- Theatrical release poster
- Directed by: C.Elamaran
- Written by: C.Elamaran
- Produced by: Aadham Bava
- Starring: Blue Sattai Maran; Aadukalam Naren; Radha Ravi;
- Cinematography: Kathiravan
- Edited by: R. Sudharsan
- Music by: Elamaran
- Release date: 10 December 2021;
- Running time: 119 minutes
- Country: India
- Language: Tamil

= Anti Indian =

2021 Indian film by C. Elamaran

Anti Indian is a 2021 Indian Tamil-language political satire film written and directed by C. Elamaran and produced by Aadham Bava. The film stars himself, Radha Ravi, Aadukalam Naren, 'Vazhakku En' Muthuraman, Velu Prabhakaran, Ghilli Maran, and Suresh Chakravarthy. The film was released on 10 December 2021.

== Plot ==
Baasha, a film critic, dies just few days before the assembly by-election for Mylapore constituency while the election campaign by the political parties are in full swing. Various obstacles faced to bury the deceased are revealed.

==See also==
- Anti-Indian sentiment

== Certification ==
The Central Board of Film Certification has refused to certify this film.

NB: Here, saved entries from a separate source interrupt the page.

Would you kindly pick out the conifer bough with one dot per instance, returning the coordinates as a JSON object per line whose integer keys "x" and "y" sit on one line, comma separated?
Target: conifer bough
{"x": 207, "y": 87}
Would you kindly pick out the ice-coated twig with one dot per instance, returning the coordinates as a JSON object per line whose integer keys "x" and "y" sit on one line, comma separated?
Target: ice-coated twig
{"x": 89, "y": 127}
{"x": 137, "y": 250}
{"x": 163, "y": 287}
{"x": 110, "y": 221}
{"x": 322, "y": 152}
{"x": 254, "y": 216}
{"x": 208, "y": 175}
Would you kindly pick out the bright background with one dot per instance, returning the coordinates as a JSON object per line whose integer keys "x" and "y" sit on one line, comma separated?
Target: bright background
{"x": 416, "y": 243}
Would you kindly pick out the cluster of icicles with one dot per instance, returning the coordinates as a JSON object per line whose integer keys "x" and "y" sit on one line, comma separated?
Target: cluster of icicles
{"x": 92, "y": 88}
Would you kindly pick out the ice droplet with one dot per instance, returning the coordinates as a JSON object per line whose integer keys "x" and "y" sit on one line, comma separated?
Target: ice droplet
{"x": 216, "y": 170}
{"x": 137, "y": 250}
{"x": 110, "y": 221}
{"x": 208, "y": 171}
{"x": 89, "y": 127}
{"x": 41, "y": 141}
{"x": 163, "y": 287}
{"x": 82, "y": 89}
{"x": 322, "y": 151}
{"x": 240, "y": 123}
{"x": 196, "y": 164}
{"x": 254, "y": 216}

Blue Shirt Maran submitted his film to the Revising Committee in Bengaluru for review on 5 April 2021 and their decision was conveyed to him on the same day.
The makers of the film are said to have been asked by the Revising Committee of the Censor Board to make 38 changes. After Udta Punjab and Padmavat, Anti Indian is said to be the film to have faced these many cuts from the revising committee. The film makers filed a case in the court, which after hearing the arguments, the court dismissed the recommendations of the earlier teams of the Censor Board and directed to constitute a fresh committee and asked them to issue an appropriate certificate with proper cuts. Following this, a fresh committee watched the film and cleared it with a U/A certificate, suggesting only three small corrections.

== Reception ==
Kirubhakar Purushothaman of New Indian Express wrote that "The craft is straightforward. With a limited budget, Maran has pulled off a decent film that isn’t worried about nuances. No aesthetic brilliance, no compositions that draw attention. It may be technically inferior, but the content makes up for this.". M Suganth of Times of india rated 3 out of 5 and wrote that "Maran's use of inter-cutting many of the scenes with gaana doesn't work as well as intended as after a point, it starts to feel like a way to stretch the running time to two hours."